As jurors? I’m in favor of it.

Believe it.

The cops were correcting his narrative BECAUSE he was admitting to things he didn’t do or see (e.g. sodomizing the victims).

Your cite says “she testified later…”

To whom did she testify about the incident, if not the jury?

Is no one else stunned by the irony of a “small town” Southern police force ignoring a blood-covered black man* seen on the night of the crime and instead “railroading” three white guys to conviction?

Sheriff Clark must be spinning in his grave.
*this is a much more evocative image than the traditional “bushy-haired stranger”.

I’m pretty sure that means Meeks testified later, at the trial - later, meaning after the incident at Bojangles, cause she did testify about the Bojangles incident at Echols/Baldwin - not sure about Miskelley’s trial.

And from the trial transcript of Miskelley, cross on Lisa Sakevicius:

Q: Isn’t it true that there was a Negroid hair found on the victim Byers or was recovered on the body or something that was covering the body?

A: I think that was off of a sheet used to cover his body.

Diogenes the Cynic:
However, I’m not sure about the “jury wasn’t allowed to hear about the man” statement. She testified about the incident, and so did the police about losing the blood samples. So they did hear, or am I missing something?

Bricker, as usual, is doing a better job than I could at keeping the other side focussed.

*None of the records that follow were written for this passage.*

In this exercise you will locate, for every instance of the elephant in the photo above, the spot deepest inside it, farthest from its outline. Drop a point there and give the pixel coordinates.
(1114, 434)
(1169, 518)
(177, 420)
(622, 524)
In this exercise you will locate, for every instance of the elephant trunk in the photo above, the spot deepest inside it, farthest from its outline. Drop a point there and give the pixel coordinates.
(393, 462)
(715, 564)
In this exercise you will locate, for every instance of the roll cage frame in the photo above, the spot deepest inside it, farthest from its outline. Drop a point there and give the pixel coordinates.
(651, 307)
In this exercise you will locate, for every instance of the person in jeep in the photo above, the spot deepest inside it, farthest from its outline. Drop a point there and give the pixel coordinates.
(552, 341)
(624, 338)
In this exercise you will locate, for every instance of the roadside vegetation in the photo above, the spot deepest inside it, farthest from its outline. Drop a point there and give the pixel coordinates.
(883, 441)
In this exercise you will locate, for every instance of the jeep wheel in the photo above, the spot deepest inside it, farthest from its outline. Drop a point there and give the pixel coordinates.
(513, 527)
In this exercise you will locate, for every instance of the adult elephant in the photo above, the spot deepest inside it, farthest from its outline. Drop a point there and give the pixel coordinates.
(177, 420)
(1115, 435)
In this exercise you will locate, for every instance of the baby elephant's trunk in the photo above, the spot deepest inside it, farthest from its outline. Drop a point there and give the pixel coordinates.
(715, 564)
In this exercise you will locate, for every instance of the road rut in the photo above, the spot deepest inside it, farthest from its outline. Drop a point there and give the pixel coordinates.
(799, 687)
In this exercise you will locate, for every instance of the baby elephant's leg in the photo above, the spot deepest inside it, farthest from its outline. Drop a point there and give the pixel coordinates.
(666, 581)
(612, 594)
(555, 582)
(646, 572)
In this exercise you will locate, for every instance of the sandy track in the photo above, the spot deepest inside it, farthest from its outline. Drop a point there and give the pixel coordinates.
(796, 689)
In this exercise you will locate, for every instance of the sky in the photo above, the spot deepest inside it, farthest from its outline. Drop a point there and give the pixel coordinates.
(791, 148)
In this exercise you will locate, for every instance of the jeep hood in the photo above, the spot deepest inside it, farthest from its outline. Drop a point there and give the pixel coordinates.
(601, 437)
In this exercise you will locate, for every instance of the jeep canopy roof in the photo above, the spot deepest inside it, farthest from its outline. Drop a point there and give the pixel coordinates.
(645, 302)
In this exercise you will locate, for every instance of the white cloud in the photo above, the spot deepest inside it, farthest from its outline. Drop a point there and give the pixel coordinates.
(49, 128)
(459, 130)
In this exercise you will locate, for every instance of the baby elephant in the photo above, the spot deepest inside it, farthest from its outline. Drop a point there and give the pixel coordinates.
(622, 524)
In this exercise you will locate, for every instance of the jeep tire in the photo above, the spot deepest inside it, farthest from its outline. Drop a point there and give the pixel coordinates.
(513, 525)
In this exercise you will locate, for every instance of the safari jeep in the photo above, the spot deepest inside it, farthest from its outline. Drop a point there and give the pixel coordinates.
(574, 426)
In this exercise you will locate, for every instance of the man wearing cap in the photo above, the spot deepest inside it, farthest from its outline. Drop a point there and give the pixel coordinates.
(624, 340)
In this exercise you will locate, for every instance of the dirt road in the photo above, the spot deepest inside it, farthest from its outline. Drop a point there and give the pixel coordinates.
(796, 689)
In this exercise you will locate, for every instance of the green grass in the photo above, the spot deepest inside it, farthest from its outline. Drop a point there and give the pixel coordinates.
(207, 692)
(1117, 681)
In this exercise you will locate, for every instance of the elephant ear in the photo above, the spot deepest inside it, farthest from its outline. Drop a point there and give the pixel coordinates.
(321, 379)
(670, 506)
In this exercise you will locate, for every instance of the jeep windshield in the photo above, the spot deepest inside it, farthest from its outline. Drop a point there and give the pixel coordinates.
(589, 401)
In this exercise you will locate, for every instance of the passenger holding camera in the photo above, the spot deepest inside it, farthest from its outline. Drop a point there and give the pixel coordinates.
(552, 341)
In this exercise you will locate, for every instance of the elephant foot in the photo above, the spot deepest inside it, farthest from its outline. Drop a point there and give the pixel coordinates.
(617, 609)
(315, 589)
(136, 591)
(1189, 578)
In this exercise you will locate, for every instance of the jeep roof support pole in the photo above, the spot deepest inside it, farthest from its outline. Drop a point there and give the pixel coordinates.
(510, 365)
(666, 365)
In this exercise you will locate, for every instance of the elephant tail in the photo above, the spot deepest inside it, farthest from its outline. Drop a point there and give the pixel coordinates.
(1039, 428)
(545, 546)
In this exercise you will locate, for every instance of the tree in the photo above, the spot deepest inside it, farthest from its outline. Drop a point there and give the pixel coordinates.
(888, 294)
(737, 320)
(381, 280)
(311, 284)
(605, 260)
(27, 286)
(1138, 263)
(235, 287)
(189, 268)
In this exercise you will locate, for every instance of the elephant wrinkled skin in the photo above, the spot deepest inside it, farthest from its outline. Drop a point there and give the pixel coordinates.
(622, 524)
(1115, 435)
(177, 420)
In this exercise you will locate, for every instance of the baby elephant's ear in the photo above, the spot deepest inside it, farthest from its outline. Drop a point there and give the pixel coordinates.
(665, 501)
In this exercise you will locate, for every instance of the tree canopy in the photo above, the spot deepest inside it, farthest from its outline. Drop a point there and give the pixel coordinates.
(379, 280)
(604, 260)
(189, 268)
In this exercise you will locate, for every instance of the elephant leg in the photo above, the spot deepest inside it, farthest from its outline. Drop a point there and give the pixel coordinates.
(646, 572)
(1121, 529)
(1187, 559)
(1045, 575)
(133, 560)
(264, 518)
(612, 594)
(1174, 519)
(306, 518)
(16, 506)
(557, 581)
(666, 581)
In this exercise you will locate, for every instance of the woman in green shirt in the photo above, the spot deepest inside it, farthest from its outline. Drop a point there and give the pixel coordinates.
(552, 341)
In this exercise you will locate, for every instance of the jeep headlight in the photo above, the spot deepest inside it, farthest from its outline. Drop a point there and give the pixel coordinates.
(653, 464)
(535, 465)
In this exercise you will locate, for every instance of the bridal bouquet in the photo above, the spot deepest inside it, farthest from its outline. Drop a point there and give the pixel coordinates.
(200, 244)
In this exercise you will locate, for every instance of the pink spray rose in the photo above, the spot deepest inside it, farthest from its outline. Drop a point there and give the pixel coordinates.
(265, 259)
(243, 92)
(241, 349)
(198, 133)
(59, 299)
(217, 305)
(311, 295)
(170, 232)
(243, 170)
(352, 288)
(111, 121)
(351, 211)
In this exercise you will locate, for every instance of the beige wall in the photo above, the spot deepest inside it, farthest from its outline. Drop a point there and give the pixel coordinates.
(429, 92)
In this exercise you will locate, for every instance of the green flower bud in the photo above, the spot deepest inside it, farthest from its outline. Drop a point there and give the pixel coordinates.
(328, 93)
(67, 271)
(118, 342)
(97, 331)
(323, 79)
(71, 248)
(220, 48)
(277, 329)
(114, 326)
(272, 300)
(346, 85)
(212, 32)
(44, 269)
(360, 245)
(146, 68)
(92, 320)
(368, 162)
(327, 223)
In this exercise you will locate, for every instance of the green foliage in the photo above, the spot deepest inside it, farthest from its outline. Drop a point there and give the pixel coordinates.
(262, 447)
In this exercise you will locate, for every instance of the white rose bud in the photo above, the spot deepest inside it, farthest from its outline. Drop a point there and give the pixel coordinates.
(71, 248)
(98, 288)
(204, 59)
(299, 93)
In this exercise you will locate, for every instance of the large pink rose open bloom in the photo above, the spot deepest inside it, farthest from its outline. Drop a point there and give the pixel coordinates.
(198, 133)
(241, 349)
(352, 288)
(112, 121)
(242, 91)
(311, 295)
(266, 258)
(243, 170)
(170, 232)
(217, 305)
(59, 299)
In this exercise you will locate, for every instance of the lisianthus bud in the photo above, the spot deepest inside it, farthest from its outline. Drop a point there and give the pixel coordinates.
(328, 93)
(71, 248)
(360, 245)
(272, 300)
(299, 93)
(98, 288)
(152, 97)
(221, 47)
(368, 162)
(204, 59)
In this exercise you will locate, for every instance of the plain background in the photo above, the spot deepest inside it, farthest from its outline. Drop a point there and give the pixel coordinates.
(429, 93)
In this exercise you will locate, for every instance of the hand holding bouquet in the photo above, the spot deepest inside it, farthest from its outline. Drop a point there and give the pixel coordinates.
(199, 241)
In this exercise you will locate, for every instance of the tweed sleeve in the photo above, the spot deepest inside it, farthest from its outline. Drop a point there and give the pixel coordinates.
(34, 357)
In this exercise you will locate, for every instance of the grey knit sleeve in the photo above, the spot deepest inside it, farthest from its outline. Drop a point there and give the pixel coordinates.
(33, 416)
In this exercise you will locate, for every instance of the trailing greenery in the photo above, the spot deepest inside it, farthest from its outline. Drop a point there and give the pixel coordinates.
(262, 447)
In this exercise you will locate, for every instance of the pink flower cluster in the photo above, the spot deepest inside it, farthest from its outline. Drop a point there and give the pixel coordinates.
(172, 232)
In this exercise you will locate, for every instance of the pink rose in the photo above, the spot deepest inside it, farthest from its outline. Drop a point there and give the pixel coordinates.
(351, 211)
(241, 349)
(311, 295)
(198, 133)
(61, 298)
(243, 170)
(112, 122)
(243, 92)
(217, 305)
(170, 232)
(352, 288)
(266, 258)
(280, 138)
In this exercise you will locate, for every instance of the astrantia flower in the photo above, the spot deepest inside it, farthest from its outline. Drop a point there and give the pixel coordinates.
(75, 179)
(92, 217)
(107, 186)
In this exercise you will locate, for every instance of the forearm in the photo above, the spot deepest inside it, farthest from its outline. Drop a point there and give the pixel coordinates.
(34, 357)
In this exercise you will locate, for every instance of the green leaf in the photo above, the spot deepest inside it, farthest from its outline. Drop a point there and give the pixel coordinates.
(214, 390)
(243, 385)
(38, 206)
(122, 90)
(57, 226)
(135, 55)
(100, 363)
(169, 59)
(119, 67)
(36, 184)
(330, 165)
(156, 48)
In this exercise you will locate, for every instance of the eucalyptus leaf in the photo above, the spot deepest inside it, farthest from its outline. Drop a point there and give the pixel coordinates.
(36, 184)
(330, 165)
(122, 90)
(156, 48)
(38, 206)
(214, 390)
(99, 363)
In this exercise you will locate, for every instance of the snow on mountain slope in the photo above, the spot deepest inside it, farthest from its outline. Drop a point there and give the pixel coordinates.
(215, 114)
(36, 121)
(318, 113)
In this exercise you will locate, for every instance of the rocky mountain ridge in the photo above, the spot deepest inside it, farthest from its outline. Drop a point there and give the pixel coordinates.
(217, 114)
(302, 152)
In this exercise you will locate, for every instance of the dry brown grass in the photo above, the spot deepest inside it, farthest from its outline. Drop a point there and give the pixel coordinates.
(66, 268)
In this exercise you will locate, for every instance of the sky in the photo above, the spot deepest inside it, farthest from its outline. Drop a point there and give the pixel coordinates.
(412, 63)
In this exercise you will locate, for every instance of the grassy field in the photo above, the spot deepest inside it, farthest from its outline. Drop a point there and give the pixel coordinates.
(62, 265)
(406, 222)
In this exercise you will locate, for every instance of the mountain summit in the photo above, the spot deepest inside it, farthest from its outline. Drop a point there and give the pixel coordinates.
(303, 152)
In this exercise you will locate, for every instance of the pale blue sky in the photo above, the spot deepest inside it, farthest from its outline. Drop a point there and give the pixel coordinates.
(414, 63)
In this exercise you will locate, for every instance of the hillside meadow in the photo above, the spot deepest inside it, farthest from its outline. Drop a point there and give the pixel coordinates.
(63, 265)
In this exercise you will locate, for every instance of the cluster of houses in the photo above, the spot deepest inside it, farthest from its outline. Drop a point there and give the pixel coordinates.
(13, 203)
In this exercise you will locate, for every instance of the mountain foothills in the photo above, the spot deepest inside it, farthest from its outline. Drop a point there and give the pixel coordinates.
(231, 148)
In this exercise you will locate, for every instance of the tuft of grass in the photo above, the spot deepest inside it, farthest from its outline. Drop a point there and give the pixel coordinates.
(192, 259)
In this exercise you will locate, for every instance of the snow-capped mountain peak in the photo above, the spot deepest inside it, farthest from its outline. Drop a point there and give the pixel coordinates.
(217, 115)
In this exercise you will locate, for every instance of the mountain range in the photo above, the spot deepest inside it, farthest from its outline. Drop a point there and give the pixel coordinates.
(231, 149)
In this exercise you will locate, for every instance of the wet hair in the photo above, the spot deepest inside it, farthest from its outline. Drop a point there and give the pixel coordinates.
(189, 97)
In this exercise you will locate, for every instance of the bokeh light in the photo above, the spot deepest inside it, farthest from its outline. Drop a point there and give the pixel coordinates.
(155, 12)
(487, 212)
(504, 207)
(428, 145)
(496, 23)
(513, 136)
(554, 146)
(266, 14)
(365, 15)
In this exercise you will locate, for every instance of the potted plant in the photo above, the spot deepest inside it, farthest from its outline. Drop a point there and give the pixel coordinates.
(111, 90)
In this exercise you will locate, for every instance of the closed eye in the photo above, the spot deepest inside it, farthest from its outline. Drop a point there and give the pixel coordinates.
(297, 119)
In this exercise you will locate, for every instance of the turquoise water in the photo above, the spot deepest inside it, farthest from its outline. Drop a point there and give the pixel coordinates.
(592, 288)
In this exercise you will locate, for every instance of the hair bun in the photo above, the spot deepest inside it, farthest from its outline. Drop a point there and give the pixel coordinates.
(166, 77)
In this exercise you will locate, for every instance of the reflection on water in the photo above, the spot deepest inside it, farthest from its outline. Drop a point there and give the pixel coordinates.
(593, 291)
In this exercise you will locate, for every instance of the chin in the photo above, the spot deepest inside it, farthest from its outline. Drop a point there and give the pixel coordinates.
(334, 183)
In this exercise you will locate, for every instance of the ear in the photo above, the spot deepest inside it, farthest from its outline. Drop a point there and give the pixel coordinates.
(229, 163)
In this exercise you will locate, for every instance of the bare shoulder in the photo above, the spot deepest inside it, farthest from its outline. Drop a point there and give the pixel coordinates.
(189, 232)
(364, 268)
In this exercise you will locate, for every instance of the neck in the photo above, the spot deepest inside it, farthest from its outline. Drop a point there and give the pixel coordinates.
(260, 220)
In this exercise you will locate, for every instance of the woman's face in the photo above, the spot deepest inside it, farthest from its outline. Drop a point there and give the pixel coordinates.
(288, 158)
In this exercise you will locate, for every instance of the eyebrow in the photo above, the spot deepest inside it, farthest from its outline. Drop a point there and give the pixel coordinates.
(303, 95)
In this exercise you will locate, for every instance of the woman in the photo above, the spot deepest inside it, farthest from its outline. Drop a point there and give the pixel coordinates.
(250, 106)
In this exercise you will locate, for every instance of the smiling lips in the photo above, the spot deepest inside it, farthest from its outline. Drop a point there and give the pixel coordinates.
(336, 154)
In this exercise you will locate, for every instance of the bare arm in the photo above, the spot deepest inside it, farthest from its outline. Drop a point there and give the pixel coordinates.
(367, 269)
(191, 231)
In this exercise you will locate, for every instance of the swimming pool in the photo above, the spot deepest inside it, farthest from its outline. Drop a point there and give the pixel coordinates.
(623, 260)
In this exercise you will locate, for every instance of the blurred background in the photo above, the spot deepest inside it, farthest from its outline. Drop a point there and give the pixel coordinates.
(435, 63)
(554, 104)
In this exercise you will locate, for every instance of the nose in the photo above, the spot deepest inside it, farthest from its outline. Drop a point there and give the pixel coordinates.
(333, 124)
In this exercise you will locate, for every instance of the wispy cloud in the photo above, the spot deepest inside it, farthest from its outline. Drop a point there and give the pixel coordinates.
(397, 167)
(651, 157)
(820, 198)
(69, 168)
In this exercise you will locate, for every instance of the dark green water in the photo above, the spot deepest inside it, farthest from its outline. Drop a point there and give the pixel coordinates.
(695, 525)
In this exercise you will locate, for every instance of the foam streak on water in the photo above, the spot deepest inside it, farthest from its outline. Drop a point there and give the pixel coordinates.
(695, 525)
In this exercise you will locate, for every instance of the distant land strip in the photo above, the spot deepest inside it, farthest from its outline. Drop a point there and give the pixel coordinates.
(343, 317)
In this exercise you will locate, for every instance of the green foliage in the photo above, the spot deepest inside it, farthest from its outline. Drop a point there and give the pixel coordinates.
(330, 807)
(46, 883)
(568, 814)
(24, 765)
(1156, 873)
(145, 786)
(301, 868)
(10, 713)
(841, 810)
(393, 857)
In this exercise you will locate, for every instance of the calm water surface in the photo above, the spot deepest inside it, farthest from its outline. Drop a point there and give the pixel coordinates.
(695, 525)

All I would add is a question - does the board believe that the Negroid hair(s) are stronger evidence than the fibers, less strong, or equally strong, in terms of their probative value?

Regards,
Shodan

If the boy was known to be around black people, I wouldn’t think much of it. If he did not associate with anyone black, I would think the hair would be stronger than a fiber, especially if the fiber was not unique to the Echols household.

My personal feeling is 50% the stepfather did it, 25% Echols and friends, 15% black guy, 10% someone else.